Trompe l'œil ? Attention !


Cinéastes de l'ACID

À l'occasion du Congrès de la FNCF, une partie de l'exploitation s'est réuni à Deauville où s'est illustré un certain art de la caricature. Face à la baisse de fréquentation, il s'agissait de se démarquer des geignards subventionnés en mettant en scène un aréopage d'experts « refusant de diaboliser les plate-formes et d'éduquer les publics », mais souhaitant « plus d'argent » pour des films « plus spectaculaires ». 

Ce n'est pas les brocarder que de le dire, puisqu'ils se sont exposés eux-mêmes. Mais revenons plutôt sur les lignes de force d'un art et d'une industrie, le cinéma, qui a de nombreuses raisons de penser ensemble un vieux rêve qui bouge.


L'État continue de soutenir un réseau de salles unique au monde, parce qu'en dépend l'expérience prisée des salles obscures. D'après Duras, citée par la Ministre de la Culture, nous pouvons en effet nous réclamer de cette nuit artificielle et démocratique du cinéma où se consolent toutes les hontes. Mais que faut-il en attendre? Sans le directeur des cinémas Star (et co-président du SCARE) Stéphane Libs, qui tentait de rappeler la responsabilité des exploitants, la qualité de la programmation et l'éditorialisation auraient disparu des sujets. Pourtant, grâce à la rencontre avec les publics, elles continuent de porter leurs fruits. La mise en commun de moyens et de pratiques (médiateurs, passerelles entre scolaires et cinéphilie, Tik-Tok et création cinématographique) sont elles-aussi prometteuses pour peu qu'on s'y intéresse.
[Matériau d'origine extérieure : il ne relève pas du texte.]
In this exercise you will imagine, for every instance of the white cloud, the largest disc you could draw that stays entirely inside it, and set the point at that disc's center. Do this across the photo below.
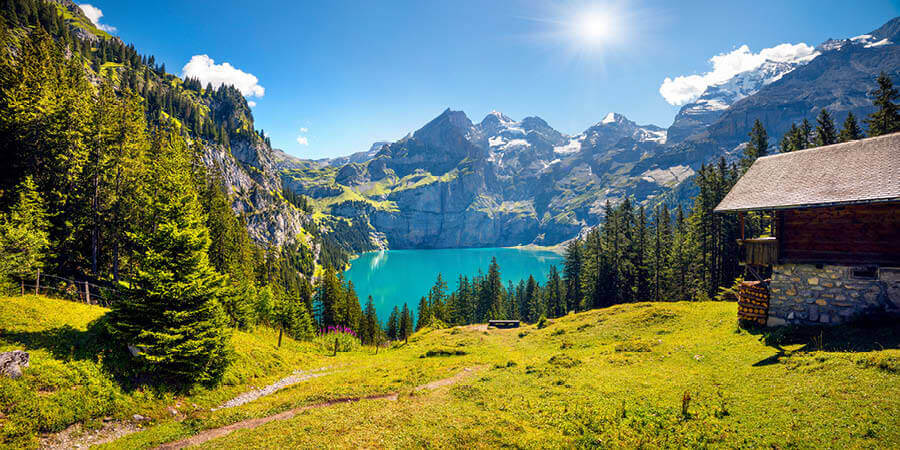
(686, 88)
(94, 14)
(205, 69)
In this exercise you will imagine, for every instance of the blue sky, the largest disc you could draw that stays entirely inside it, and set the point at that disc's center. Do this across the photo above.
(332, 77)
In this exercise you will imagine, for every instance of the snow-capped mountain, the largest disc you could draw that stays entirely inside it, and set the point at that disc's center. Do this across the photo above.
(717, 98)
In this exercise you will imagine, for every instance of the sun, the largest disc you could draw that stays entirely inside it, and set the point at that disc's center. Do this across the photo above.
(595, 27)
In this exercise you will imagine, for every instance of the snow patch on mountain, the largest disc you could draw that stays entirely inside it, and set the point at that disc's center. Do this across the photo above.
(573, 146)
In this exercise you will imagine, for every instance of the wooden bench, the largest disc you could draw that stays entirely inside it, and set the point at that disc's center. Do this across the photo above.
(503, 323)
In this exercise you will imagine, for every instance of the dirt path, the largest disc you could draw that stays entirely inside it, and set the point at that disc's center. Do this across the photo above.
(297, 377)
(215, 433)
(76, 437)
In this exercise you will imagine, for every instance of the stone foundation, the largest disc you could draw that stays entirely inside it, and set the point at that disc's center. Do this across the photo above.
(806, 294)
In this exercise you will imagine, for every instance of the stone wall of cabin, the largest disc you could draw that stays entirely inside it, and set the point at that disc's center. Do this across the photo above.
(826, 294)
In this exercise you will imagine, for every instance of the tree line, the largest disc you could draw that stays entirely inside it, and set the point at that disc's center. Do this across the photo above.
(666, 254)
(104, 180)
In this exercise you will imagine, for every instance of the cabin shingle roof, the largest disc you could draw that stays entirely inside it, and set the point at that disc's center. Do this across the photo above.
(863, 171)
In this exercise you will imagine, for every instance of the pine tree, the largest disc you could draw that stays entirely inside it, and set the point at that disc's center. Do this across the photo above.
(169, 310)
(424, 314)
(406, 323)
(572, 275)
(851, 130)
(757, 147)
(370, 329)
(393, 324)
(788, 141)
(886, 118)
(24, 239)
(804, 135)
(533, 309)
(826, 133)
(556, 302)
(437, 308)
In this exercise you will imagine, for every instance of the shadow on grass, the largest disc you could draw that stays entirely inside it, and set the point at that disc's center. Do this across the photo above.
(95, 344)
(863, 335)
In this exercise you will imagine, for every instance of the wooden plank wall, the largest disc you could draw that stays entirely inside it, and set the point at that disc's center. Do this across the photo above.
(858, 234)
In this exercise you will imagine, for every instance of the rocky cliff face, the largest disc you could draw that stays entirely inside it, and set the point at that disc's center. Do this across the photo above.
(499, 182)
(839, 79)
(454, 183)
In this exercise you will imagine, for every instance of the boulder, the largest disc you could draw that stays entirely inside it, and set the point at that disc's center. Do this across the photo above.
(12, 363)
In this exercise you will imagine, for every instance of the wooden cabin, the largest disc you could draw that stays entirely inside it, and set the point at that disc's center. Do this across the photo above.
(836, 250)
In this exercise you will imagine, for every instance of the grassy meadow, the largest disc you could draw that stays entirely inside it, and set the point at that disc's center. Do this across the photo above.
(644, 374)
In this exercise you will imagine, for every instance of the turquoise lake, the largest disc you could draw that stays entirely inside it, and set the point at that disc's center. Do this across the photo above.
(394, 277)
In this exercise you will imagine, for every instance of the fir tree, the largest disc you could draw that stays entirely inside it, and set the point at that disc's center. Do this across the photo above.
(803, 139)
(533, 309)
(169, 310)
(851, 130)
(826, 133)
(757, 147)
(393, 324)
(424, 314)
(886, 118)
(370, 329)
(24, 239)
(406, 323)
(572, 275)
(493, 293)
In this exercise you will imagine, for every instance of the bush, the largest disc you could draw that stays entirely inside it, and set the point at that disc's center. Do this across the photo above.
(443, 352)
(345, 337)
(633, 345)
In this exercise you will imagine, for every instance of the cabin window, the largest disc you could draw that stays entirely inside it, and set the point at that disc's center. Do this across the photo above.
(865, 272)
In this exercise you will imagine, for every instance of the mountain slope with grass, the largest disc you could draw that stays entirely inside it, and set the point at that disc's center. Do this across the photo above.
(657, 374)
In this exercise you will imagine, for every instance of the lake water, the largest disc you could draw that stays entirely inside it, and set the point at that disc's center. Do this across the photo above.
(394, 277)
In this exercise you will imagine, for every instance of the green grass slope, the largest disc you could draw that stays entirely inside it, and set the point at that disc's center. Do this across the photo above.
(69, 378)
(612, 377)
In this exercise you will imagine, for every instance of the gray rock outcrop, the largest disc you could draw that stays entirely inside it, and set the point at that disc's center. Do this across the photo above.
(12, 363)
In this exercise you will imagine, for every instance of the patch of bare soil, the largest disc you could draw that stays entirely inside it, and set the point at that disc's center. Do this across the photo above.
(77, 437)
(215, 433)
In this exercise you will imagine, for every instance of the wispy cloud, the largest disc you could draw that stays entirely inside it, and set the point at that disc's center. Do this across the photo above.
(205, 69)
(94, 14)
(687, 88)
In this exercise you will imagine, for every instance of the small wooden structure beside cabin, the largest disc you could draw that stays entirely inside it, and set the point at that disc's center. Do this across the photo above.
(503, 323)
(836, 250)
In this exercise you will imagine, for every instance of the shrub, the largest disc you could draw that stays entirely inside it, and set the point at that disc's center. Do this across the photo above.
(633, 345)
(562, 360)
(345, 338)
(443, 352)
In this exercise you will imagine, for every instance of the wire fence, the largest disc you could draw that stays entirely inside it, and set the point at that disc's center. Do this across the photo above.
(68, 289)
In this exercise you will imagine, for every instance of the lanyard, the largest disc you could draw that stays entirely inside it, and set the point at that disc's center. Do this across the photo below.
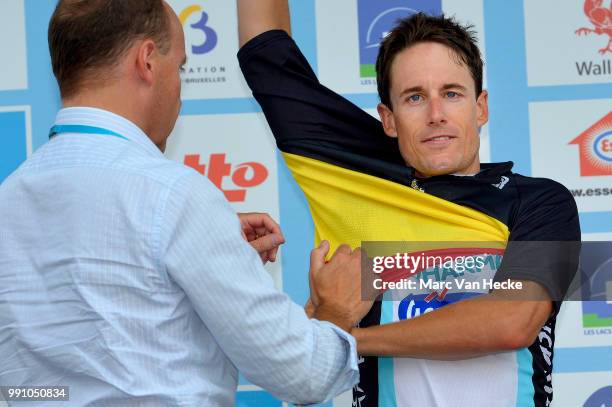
(76, 128)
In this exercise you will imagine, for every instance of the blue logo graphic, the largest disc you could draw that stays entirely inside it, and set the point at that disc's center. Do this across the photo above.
(601, 398)
(415, 305)
(377, 18)
(210, 36)
(596, 274)
(603, 146)
(14, 148)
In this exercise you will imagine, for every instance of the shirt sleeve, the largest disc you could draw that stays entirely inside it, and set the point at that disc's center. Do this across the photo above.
(309, 119)
(544, 242)
(265, 335)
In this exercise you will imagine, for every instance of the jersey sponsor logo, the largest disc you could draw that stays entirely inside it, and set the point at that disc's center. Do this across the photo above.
(601, 398)
(415, 305)
(377, 18)
(595, 148)
(502, 182)
(244, 176)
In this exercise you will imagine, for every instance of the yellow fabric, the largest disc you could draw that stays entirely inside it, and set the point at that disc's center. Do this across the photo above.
(351, 207)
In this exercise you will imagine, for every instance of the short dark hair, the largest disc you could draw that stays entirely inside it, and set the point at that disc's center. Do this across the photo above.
(86, 35)
(420, 28)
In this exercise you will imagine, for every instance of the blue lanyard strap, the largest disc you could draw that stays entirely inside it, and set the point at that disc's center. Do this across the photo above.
(76, 128)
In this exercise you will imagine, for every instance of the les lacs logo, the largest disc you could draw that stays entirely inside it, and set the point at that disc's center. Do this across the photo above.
(595, 146)
(244, 176)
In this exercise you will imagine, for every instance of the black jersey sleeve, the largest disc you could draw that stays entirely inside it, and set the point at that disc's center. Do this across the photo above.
(544, 242)
(309, 119)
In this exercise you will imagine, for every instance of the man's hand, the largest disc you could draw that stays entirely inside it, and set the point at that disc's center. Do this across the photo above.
(335, 287)
(263, 233)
En tant que réalisateur.ices de l'ACID, nous sommes d'ailleurs sensibles, en cette rentrée, à un engouement presque inattendu, tant il est invisibilisé par ces grands shows. Les salles sont parfois pleines (en particulier lors de la Reprise de l'ACID Cannes au Louxor), et souvent mieux remplies (au hasard de nos rencontres un peu partout), pour ces films qui prennent le temps de nous faire entendre la joie fugitive, s'attachent à nos flamboyances, à nos humeurs, et se laissent traverser par le monde. Et les jeunes ne sont pas en reste, ils sont enthousiastes, la joie dans la salle leur appartient (laissant les algorithmes à la maison).


Mettre en scène l'opposition entre un désir hégémonique de technologie et le chaos coûteux et subventionné de la création relève donc d'un illusionnisme brouillon, tendance fake news. D'ailleurs, à y regarder de près, si sauver la salle consiste à s'en remettre à la technologie (data comme nouvel or noir et outil de lecture des désirs du public, effets spéciaux pour justifier de quitter le canapé), elle devient vite inégalitaire (tarification premium pour une expérience exclusive) et oublie à l'occasion le cinéma (au profit du e-sport ou autres watch parties). Ceux qui y aspirent n'ont-ils donc pas seulement les intérêts du cinéma à cœur ? Savent-ils ce qu'ils mettent dans la balance ? Parient-ils sur la grande messe ? C'est un pari qu'il sera très coûteux de perdre. 


Non, le cinéma est à nous tou.tes, il est né au cirque et dans les foires, où par tous les moyens, il aidait à vivre. C'est donc ensemble et par tous ses moyens qu'il faut y travailler, et dans cet esprit qu'est lancé ce jour un appel aux États Généraux du cinéma.